There is no board certification for breast surgeons either - it doesn’t exist. Oncological breast surgeons are general surgeons that have usually done extra study, such as a fellowship. Surgeons that specialize in breast surgery are sometimes members of the American Society of Breast Surgeons, but this is not the same as a board certification.

CCM400

I have a similar treatment plan - double mastectomy, no radiation, no chemo, just Femara for 5 years. I also questioned this treatment plan even though I go to a national comprehensive cancer center and respect the expertise of my doctors. Is less more?

BrooksideVT

Polly, I pretty much agree with you about mammo vs. breast exam.  My last mamo (3D) showed a 4 millimeter (tiny, tiny) suspicious area that turned out to be a perfectly normal duct.  Neither my surgeon, nor the radiologist, nor my onc, could feel it.  The ultrasound tech could not find it at all.  Even the radiologist took a couple of minutes with the ultrasound thingy to identify it.  That said, I do value breast exams from my surgeon and my onc.  My breasts are so lumpy, and my scar tissue landscape so irregular, that I simply cannot imagine anyone who does not examine post-surgical breasts every single day would be able to identify a suspicious change.  My onc says he does not agree with me, but I think he looks kind of funny when he says it.  

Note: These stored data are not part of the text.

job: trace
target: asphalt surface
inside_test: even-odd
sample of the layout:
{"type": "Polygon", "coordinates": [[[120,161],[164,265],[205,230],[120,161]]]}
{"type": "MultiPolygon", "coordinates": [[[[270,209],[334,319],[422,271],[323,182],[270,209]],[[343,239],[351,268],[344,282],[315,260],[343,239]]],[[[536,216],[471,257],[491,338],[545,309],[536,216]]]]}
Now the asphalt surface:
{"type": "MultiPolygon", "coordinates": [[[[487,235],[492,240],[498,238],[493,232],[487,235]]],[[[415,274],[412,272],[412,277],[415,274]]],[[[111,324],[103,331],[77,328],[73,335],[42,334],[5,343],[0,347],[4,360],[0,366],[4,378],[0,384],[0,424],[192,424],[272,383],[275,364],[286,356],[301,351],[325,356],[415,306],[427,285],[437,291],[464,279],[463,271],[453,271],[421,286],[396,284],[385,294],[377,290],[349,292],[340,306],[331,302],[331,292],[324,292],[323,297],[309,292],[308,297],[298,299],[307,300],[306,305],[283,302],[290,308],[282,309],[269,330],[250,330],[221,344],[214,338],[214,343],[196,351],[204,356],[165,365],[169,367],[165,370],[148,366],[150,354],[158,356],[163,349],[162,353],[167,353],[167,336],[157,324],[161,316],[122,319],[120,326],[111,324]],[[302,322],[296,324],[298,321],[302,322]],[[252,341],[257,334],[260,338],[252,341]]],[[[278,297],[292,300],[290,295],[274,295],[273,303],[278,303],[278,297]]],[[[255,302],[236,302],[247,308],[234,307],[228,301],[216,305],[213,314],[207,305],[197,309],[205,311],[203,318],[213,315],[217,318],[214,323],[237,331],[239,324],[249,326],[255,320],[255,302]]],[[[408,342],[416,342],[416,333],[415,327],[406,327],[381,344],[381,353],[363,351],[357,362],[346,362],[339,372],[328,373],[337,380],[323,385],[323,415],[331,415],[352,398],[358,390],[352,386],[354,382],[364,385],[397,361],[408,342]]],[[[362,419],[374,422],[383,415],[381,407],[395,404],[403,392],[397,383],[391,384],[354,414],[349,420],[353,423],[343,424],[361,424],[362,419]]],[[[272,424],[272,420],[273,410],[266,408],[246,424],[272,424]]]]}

I've just happily passed the five-year mark, and finished tamoxifen.  For the next five years, I'll see my surgeon's nurse practitioner rather than him once/year, and, six months later, I'll see my onc.  He will order bone density scans and be on the lookout for mets.  I assume he will continue to order blood tests, especially vitamin D, and encourage me to walk 30 minutes/day.

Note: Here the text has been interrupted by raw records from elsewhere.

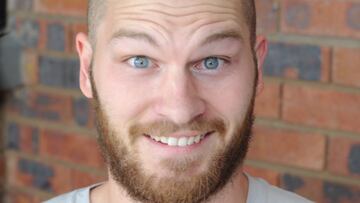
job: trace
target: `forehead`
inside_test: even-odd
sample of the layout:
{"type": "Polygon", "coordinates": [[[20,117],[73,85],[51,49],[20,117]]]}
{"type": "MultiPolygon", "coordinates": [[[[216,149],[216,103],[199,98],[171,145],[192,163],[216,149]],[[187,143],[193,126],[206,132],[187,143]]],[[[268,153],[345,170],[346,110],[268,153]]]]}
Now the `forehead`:
{"type": "Polygon", "coordinates": [[[196,6],[214,6],[218,8],[240,8],[243,0],[106,0],[108,5],[130,8],[136,6],[163,6],[167,9],[191,9],[196,6]]]}
{"type": "Polygon", "coordinates": [[[115,15],[134,12],[143,15],[163,14],[163,17],[177,19],[206,14],[242,16],[240,0],[107,0],[107,5],[107,13],[115,15]]]}
{"type": "Polygon", "coordinates": [[[163,37],[193,35],[202,28],[213,29],[211,25],[239,32],[246,27],[240,0],[107,0],[104,18],[109,34],[131,26],[144,26],[163,37]]]}

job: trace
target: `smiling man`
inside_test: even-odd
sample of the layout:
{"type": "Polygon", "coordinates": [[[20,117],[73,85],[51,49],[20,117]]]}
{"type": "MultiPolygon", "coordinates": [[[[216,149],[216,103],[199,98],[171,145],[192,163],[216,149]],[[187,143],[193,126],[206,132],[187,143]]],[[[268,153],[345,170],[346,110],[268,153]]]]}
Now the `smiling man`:
{"type": "Polygon", "coordinates": [[[108,181],[49,203],[310,202],[242,172],[266,40],[252,0],[90,0],[78,34],[108,181]]]}

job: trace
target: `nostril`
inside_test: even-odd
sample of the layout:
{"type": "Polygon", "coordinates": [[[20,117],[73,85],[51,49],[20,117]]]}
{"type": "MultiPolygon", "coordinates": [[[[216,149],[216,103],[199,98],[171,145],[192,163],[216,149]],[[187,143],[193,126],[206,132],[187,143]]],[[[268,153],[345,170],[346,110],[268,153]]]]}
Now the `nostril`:
{"type": "Polygon", "coordinates": [[[198,95],[163,94],[154,104],[154,111],[165,120],[178,125],[190,123],[205,114],[205,101],[198,95]]]}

ChesterandRally,  it is not at all unusual for oncs to feel no need to see patients who feel no need for treatment.  You'll hopefully continue to see your surgeon for chest wall exams, and so that s/he can admire his or her excellent work.  Those of us with good pathology (you and me, for instance) do not receive all those tests unless we develop concerning symptoms.  When I was on an AI, I had enough joint pain (and anxiety!) that my onc ordered a bone scan.  Results?  All clear in the areas of concern, but arthritis in areas that did not, and still do not, hurt.  Really!